Oh how I miss my father. I miss his tall, slim figure in the hallway peeking in to check on me in my room when I was a child. I miss the way he held me on his lap and told told me I was beautiful and smart. I miss the way he would always sit and play Scrabble with me when I was a kid, letting me use a dictionary as a spell-checker so I could become proficient at the game. I miss his deep, calm voice that soothed when my mother was frantic and raging. I miss how he used to send me into the living room and tell me not to peek in the kitchen while he made little trays of special appetizers, just for me, with toothpicks in them to make them special. I miss the smell of his turkey rice soup simmering on the stove, and the way he always gave me a big hug when he came home from work in his tan or light yellow button-down shirt. I miss his dark brown trousers... I never in my life saw him in jeans, sweats, or shorts... and his mallard duck cuff links. I miss the way he smelled, how he looked when I'd catch a glimpse of him shaving in the bathroom, how he hid little surprises for me on the top shelf of his bedroom closet. I miss how he never used Kleenexes because they were wasteful, but always had a clean white handkerchief in his pocket for a nose blow or when I needed my tears wiped away. I miss his black socks lined up neatly in the drawer, and the way he always gave me the green olive from his martini and let me play with the little plastic swords the olives came on. I miss Michelob beer in the fridge and the big green 1972 Ford station wagon in the driveway that he kept and drove for more than 15 years. I deeply miss the sound of his voice, singing loud and clear along with Al Jolson or Patsy Cline or Jim Reeves on the record player. Oh how he loved to sing. I miss going to Hersheypark together every summer and watching him play skee ball until he won me a prize, and I miss his hugs. I was his only child. It has been 21 years, and I am so sad he is gone.

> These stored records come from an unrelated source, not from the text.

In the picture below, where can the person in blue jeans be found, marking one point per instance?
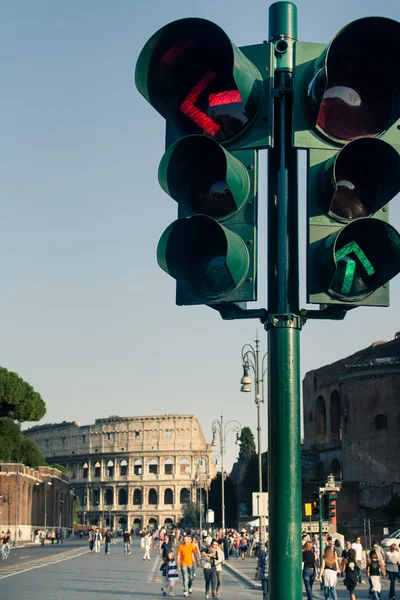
(309, 568)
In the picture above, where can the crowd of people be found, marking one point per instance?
(335, 561)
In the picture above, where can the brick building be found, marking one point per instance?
(351, 421)
(131, 471)
(32, 499)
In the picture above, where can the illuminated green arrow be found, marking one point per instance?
(351, 264)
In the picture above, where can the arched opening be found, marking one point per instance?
(152, 496)
(153, 466)
(152, 523)
(122, 523)
(109, 497)
(122, 496)
(320, 421)
(380, 422)
(184, 466)
(168, 496)
(137, 496)
(335, 469)
(335, 416)
(169, 467)
(184, 496)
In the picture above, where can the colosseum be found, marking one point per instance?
(130, 472)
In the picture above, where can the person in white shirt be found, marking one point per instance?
(392, 561)
(357, 547)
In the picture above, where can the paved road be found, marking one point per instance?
(73, 573)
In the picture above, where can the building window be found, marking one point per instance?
(122, 497)
(152, 496)
(380, 422)
(169, 467)
(153, 466)
(137, 496)
(168, 496)
(185, 466)
(184, 496)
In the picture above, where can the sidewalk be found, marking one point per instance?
(244, 570)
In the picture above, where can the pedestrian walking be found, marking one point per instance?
(262, 570)
(97, 537)
(375, 568)
(107, 542)
(187, 556)
(172, 573)
(328, 573)
(392, 561)
(309, 568)
(147, 542)
(126, 536)
(349, 568)
(356, 545)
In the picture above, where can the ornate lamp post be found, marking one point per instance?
(251, 360)
(218, 428)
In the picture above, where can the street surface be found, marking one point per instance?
(71, 572)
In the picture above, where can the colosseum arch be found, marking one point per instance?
(184, 496)
(137, 496)
(335, 416)
(122, 497)
(153, 496)
(320, 421)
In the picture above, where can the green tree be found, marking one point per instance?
(247, 446)
(18, 399)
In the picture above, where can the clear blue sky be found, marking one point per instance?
(88, 318)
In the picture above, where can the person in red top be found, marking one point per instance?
(186, 556)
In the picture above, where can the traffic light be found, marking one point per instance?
(332, 497)
(346, 114)
(315, 504)
(216, 99)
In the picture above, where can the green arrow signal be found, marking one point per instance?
(351, 264)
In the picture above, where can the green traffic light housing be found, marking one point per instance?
(198, 80)
(209, 258)
(352, 89)
(204, 178)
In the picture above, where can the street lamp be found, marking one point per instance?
(47, 482)
(222, 430)
(251, 360)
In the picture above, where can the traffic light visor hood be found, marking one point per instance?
(361, 179)
(352, 89)
(203, 254)
(198, 80)
(202, 176)
(362, 257)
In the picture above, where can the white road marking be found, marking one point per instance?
(43, 565)
(153, 570)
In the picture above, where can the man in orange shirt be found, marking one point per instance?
(186, 556)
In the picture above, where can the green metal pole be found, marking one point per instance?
(284, 324)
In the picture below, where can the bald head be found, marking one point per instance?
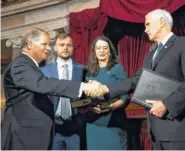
(158, 24)
(160, 13)
(36, 43)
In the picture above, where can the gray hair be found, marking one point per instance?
(34, 34)
(164, 14)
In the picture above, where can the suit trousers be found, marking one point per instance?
(61, 142)
(168, 145)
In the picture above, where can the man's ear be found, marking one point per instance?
(55, 48)
(162, 22)
(29, 44)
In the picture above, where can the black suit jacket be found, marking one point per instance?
(29, 114)
(171, 63)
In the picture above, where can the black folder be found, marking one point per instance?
(153, 86)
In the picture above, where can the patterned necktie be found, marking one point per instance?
(159, 47)
(66, 110)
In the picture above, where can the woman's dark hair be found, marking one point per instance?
(93, 65)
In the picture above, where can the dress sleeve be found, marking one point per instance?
(121, 75)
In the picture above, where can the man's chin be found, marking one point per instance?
(65, 57)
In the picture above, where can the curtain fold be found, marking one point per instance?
(132, 52)
(135, 10)
(84, 27)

Did I ever tell you about his death? About how I was a newlywed and had found out just days prior that I was expecting my first child, but hadn't told anyone but my husband yet? Did I tell you how, because I was being shunned by a religion that I grew up in but no longer believed in, they called me so cold and flat on the phone and said, "Your father passed away"? Did I tell you how I dropped the phone and screamed until I could scream no more? How could he be gone? He was fine. He'd died in his sleep of a massive heart attack. I was on my way out the door to take my stepkids to Pizza Hut and got that call. My husband drove me to my mother's house to comfort her, even though they told me not to come... the religious leaders. I thought my mother needed me. My Dad, he wasn't in any religion, and what did religion matter when my father was dead anyway? Did I tell you that on the drive out to the country, sitting in the passenger seat numb with shock, I saw the hearse carrying my father's body going the opposite way, passing us on the road? Did I tell you that when I arrived at my childhood home, my mother was weeping, surrounded by her friends from her religion, none of whom could even speak a word of kindness to me when my father had died just an hour or two prior? Shunning is real, and very hurtful, and may I add that there is no "sin" so dire that anyone deserves such treatment, and then I will add that I had never smoked, didn't drink, never did drugs, remained chaste until marriage, and my "sin" worthy of such treatment was to be a Christian of a different sect than their religion. Did I ever mention here that after I stood, numb, in that kitchen where my father used to make trays of appetizers and play Scrabble with me, someone walked up to me and handed me a set of clean sheets and said, "do something useful for your mother. Go change the sheets on her bed."
And then I walked in there, alone in the dim, quiet room where my father kept those little surprises for me in his closet when I was a child and where he still had his rows of clean handkerchiefs and black socks in the drawers and the mallard cuff links on the dresser, and I set the sheets down, and I looked at the rumpled sheets and blankets on the bed where my father had just died, and I gingerly folded them up to take to the washing machine, my tears dripping silently off my face and mixing with what was left of my father on those sheets.
Dad, I miss you so much, and I thought the pain was not so bad this year. I was fine all day and then suddenly it hit me just now, that you have been gone from my life longer than you were in it. It's so unfair, you never got to know any grandchildren, never got to see me as an adult. It's so unfair that they took your ashes and threw them away instead of giving them to me to save or scatter in a place where I could visit and remember. There is no marker for your earthly remains, Dad, but there is a permanent marker for you in my heart. I love you Dad.